Regeneration Biomedical reports Phase I Alzheimer’s stem cell results and FDA Phase II clearance

By AI, Created 5:26 PM UTC, May 18, 2026, /AGP/ – Regeneration Biomedical says its direct-to-brain stem cell therapy produced biomarker and cognitive improvements in a small Phase I Alzheimer’s study, with effects lasting up to a year after one treatment. The FDA has cleared the company to begin a Phase II trial as it expands testing of the investigational therapy.

Why it matters: - Regeneration Biomedical’s early data suggest a one-time direct-to-brain stem cell treatment may affect multiple Alzheimer’s disease pathways at once. - The company says the Phase I findings were strong enough for FDA clearance to move into a Phase II study. - The results could matter because Alzheimer’s treatments that target only amyloid have had limited impact on broader disease biology.

What happened: - Regeneration Biomedical reported Phase I findings from an FDA-authorized trial of RB-ADSC, a Wnt-activated autologous adipose-derived stem cell therapy. - The study tested intracerebroventricular delivery, meaning the cells were injected into the brain’s ventricular system through an Ommaya reservoir. - The company presented the data at the International Society for Cell & Gene Therapy Annual Meeting in Dublin, May 6-9, 2026. - The trial enrolled six people ages 45-80 with FAST stage 4-5 Alzheimer’s disease. - Participants received either 2 million or 5 million RB-ADSCs after lipoaspiration and reservoir placement. - The FDA cleared Regeneration Biomedical to proceed into Phase II after reviewing the Phase I safety and biomarker findings.

The details: - Median CSF p-Tau fell 56.9% from baseline to 12 weeks. - Median CSF total tau fell 54.6% over the same period. - Median amyloid PET centiloid scores dropped 23.6% at 12 weeks. - Median ADAS-Cog-13 scores improved 13.8% at 12 weeks. - At 52 weeks, median CSF p-Tau remained down 65.4% from baseline. - At 52 weeks, median CSF total tau remained down 62.8% from baseline. - Median amyloid PET centiloid scores stayed below baseline at one year. - The company also reported favorable changes in CSF proteomic markers tied to neuroinflammation, neuronal injury, cellular stress signaling and extracellular histone biology. - Regeneration Biomedical said the biomarker shifts also included amyloid beta, histone-related neurodegenerative signaling markers and inflammatory proteomic signatures. - No treatment-related adverse events, ARIA events or serious adverse events were seen through 16 months of follow-up. - The therapy uses ex vivo-expanded autologous stem cells activated with a proprietary Wnt-signaling protocol. - Regeneration Biomedical says the direct CSF route is designed to bypass the blood-brain barrier and create broad CNS exposure.

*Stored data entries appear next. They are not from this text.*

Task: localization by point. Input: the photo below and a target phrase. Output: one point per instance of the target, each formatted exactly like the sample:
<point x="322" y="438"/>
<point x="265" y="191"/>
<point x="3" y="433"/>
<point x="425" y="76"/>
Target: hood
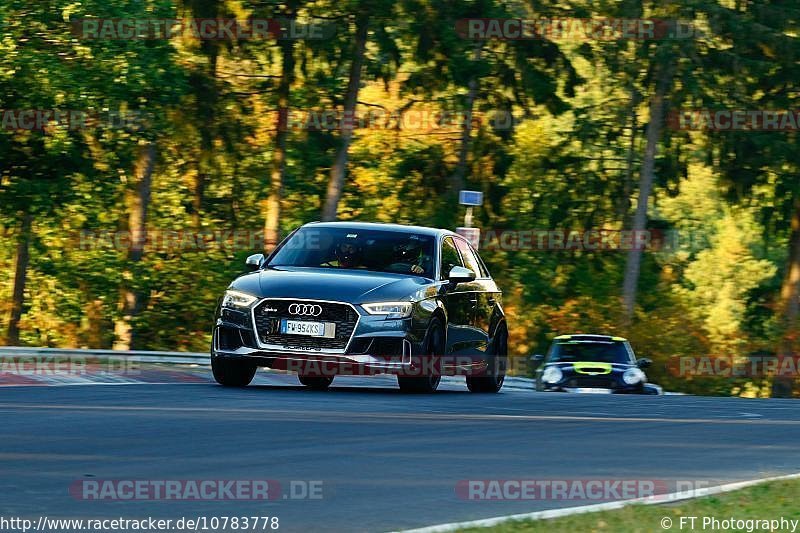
<point x="354" y="286"/>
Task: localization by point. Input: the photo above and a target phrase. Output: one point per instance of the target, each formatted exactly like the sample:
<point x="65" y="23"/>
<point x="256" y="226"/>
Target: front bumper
<point x="376" y="345"/>
<point x="611" y="388"/>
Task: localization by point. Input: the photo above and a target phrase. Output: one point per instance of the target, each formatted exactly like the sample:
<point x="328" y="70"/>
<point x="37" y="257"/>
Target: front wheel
<point x="316" y="382"/>
<point x="492" y="380"/>
<point x="231" y="372"/>
<point x="431" y="377"/>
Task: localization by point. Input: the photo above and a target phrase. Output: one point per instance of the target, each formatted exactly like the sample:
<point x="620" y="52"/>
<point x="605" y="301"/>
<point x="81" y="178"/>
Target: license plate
<point x="311" y="329"/>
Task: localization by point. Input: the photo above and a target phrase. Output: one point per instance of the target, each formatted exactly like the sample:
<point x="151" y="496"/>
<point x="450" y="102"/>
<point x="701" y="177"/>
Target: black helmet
<point x="348" y="252"/>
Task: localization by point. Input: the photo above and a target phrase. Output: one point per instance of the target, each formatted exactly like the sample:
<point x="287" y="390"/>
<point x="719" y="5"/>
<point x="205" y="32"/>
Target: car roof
<point x="588" y="337"/>
<point x="422" y="230"/>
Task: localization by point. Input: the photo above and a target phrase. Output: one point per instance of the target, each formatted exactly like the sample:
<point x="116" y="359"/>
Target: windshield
<point x="596" y="352"/>
<point x="348" y="248"/>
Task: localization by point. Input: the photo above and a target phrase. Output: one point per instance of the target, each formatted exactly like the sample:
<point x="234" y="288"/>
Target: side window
<point x="471" y="262"/>
<point x="450" y="257"/>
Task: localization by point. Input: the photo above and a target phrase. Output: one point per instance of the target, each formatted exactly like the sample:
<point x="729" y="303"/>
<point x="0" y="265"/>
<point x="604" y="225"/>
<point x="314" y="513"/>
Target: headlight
<point x="236" y="299"/>
<point x="390" y="309"/>
<point x="632" y="376"/>
<point x="552" y="374"/>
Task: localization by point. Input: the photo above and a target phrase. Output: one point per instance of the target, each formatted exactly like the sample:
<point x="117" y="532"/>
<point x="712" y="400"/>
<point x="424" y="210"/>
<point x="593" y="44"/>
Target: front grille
<point x="593" y="382"/>
<point x="269" y="313"/>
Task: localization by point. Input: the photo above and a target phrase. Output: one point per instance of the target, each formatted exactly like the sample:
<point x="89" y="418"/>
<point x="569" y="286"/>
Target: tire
<point x="316" y="382"/>
<point x="231" y="372"/>
<point x="429" y="383"/>
<point x="492" y="381"/>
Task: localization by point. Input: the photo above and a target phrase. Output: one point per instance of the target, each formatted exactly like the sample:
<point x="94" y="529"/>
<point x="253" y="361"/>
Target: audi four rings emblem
<point x="305" y="309"/>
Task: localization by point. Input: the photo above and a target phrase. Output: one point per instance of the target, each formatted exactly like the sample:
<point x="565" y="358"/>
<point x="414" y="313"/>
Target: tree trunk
<point x="339" y="168"/>
<point x="653" y="136"/>
<point x="137" y="200"/>
<point x="278" y="172"/>
<point x="629" y="159"/>
<point x="457" y="178"/>
<point x="20" y="278"/>
<point x="789" y="305"/>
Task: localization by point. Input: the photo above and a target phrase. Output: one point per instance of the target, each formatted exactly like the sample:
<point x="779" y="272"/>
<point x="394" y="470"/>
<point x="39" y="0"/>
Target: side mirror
<point x="536" y="360"/>
<point x="254" y="261"/>
<point x="460" y="275"/>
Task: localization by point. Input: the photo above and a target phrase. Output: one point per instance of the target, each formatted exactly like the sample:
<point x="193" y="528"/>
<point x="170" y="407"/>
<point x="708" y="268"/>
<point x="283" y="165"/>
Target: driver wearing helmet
<point x="348" y="254"/>
<point x="409" y="257"/>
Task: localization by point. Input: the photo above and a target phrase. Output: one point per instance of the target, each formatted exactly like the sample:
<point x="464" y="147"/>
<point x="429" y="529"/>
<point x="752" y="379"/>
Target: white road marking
<point x="609" y="506"/>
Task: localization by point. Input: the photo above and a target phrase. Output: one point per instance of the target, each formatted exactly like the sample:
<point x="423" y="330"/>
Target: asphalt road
<point x="386" y="460"/>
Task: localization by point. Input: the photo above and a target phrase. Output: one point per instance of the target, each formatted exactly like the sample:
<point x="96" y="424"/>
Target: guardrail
<point x="139" y="356"/>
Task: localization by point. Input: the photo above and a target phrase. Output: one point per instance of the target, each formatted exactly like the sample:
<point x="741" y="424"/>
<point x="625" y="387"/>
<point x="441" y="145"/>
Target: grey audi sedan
<point x="363" y="298"/>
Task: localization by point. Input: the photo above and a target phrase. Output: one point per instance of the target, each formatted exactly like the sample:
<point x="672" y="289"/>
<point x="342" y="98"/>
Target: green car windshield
<point x="589" y="351"/>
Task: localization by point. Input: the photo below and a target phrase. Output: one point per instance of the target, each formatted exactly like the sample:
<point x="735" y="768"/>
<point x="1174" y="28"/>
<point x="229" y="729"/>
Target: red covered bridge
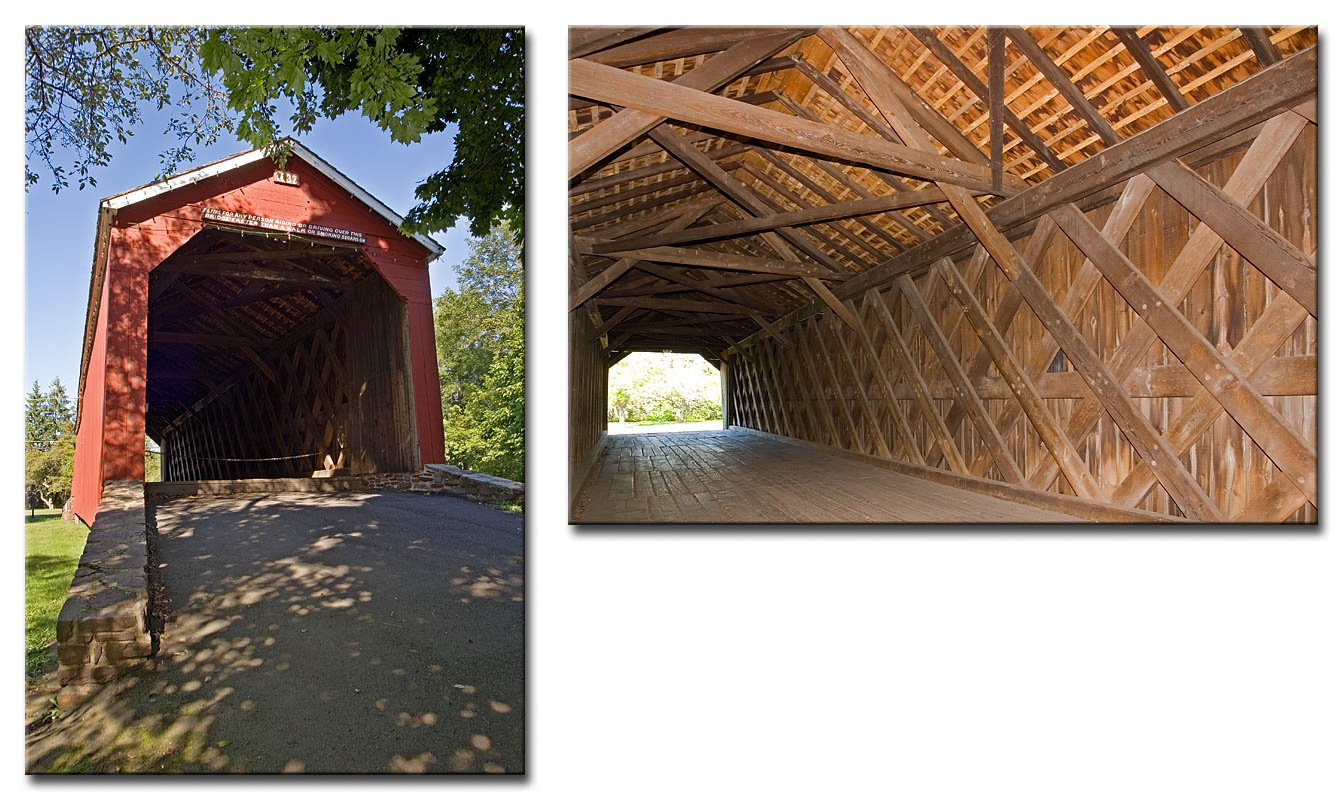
<point x="255" y="324"/>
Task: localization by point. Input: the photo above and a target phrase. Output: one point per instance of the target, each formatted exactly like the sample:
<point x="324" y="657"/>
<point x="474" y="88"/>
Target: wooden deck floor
<point x="711" y="477"/>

Between the lines: - The company is emphasizing breadth, not just plaque reduction, as the main signal from the trial. - The data are being framed as evidence of possible regenerative and immunomodulatory effects, but the study was very small and early-stage. - The company’s comparison with antibody drugs such as Leqembi and Kisunla highlights a potential differentiation strategy, not a head-to-head trial result. - Because RB-ADSC is investigational, the findings do not prove the treatment will work in larger randomized studies.

What’s next: - Regeneration Biomedical is preparing a randomized, placebo-controlled Phase II trial in Alzheimer’s disease. - The company plans to study efficacy, durability, repeat dosing and broader proteomic responses in a larger population. - RBI also plans to explore the same direct-to-brain platform in chronic traumatic encephalopathy, amyotrophic lateral sclerosis, multiple sclerosis and Parkinson’s disease.

The bottom line: - Regeneration Biomedical’s small Phase I study points to possible multi-pathway Alzheimer’s effects from a single intracerebroventricular stem cell dose, and the FDA has now allowed the program to advance.